Keywords

1 Introduction

Natural language organized texts express higher-level semantic information through events. Recognizing these events and the relationships between these events can help computers easily understand the precise meaning of texts and lay a solid foundation for the reasoning and modeling of event ontology.

We define an event as a thing happens in a certain period of time and place, in which some actors participate and show some features of action, also accompany with the changing of internal status [1]. An event trigger is the word that most exactly expresses the occurrence of an event. For example: in the sentence “the earthquake happened yesterday caused 21 wounded”. “wounded” is a trigger of event. Event trigger is the most significant signal of event in texts.

Event can be formalized as a 6-tuple e = (A, O, T, P, S, L). We call elements in 6-tuple event elements, and represent action, object, time, place, status, language expression respectively. In natural language processing, we mainly focus on participants, objects, time, and location of an event. These elements present as word in natural language and contains important information of events.
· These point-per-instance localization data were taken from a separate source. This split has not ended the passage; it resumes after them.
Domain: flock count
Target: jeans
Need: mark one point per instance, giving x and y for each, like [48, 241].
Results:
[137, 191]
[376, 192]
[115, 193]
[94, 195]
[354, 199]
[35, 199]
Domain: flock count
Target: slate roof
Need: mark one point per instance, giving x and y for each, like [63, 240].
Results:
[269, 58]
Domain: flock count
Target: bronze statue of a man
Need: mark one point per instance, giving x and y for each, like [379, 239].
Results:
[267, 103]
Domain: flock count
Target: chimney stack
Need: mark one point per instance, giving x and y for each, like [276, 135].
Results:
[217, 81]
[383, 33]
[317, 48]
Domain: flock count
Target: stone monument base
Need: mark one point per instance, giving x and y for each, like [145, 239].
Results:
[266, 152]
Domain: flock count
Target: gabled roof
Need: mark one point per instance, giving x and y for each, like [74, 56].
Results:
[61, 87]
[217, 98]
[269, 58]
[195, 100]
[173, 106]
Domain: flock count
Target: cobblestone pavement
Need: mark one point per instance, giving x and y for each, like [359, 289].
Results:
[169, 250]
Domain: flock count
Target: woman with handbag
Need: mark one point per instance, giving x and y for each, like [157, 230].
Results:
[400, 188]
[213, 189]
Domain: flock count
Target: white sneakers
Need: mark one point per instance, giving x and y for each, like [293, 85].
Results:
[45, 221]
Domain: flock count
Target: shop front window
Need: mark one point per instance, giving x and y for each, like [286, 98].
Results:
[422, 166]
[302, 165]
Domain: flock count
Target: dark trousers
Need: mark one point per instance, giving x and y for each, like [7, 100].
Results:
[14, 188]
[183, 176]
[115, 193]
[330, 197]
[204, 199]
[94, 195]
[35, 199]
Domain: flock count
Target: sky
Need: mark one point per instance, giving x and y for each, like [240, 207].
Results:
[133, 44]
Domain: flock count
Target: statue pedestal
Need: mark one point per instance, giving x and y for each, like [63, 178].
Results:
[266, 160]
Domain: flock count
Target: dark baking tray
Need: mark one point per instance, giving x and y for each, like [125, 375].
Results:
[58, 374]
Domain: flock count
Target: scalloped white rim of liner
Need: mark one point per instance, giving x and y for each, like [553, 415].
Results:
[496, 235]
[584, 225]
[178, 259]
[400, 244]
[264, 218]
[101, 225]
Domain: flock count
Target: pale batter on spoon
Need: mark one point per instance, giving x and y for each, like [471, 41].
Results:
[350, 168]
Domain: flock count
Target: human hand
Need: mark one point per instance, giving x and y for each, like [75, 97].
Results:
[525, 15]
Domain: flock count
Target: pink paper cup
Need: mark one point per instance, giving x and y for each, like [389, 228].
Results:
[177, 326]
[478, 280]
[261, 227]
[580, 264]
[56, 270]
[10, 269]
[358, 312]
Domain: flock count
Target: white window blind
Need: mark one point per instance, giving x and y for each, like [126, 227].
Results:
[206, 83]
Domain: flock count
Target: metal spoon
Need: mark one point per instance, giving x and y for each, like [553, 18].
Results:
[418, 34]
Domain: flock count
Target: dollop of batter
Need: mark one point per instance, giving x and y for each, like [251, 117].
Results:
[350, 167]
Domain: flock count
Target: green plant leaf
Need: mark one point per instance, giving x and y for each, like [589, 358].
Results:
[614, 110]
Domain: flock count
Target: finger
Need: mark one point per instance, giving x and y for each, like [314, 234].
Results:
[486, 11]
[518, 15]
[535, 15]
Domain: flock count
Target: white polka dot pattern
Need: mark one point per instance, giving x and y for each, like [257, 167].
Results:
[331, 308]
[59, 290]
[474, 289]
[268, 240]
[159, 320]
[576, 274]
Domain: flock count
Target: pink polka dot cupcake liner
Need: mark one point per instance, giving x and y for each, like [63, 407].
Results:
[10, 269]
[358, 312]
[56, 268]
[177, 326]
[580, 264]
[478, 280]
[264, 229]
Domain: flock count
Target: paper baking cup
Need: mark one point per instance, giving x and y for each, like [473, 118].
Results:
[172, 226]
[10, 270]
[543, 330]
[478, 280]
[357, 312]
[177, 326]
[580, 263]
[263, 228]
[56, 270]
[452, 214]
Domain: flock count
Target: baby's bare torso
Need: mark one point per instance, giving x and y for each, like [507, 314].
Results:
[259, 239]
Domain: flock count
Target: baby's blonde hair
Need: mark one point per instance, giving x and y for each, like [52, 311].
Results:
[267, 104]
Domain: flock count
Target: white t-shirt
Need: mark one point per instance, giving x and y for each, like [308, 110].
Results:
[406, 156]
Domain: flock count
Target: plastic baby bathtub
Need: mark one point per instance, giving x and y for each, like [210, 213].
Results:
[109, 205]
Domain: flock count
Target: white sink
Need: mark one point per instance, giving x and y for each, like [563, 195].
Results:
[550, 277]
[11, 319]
Causality relation is a kind of common and important relation between events. If an event e1 happened, the another event e2 happens with the probability above the threshold of causality, there is a causality relation between e1 and e2. Causality relation can be divided into explicit causality and implicit causality. Explicit causality denotes those relations exist connectives exactly express the relation between events. Implicit causality denotes those relations lack exact connectives and need to be speculated by the contexts. In addition, there’re three relations between events beside causality relation, which include composition relation, follow relation and concurrency relation. If an event e can be decomposed to several sub-events ei with smaller granularity, there exists composition relation between e and ei. If in a certain length of time, the occurrence of event e1 follows the occurrence of the event e2 at above specified threshold, there exists a follow relation between e1 and e2. If there are event e1 and event e2 occur simultaneously in a certain period of time, there is a concurrency relation between e1 and e2.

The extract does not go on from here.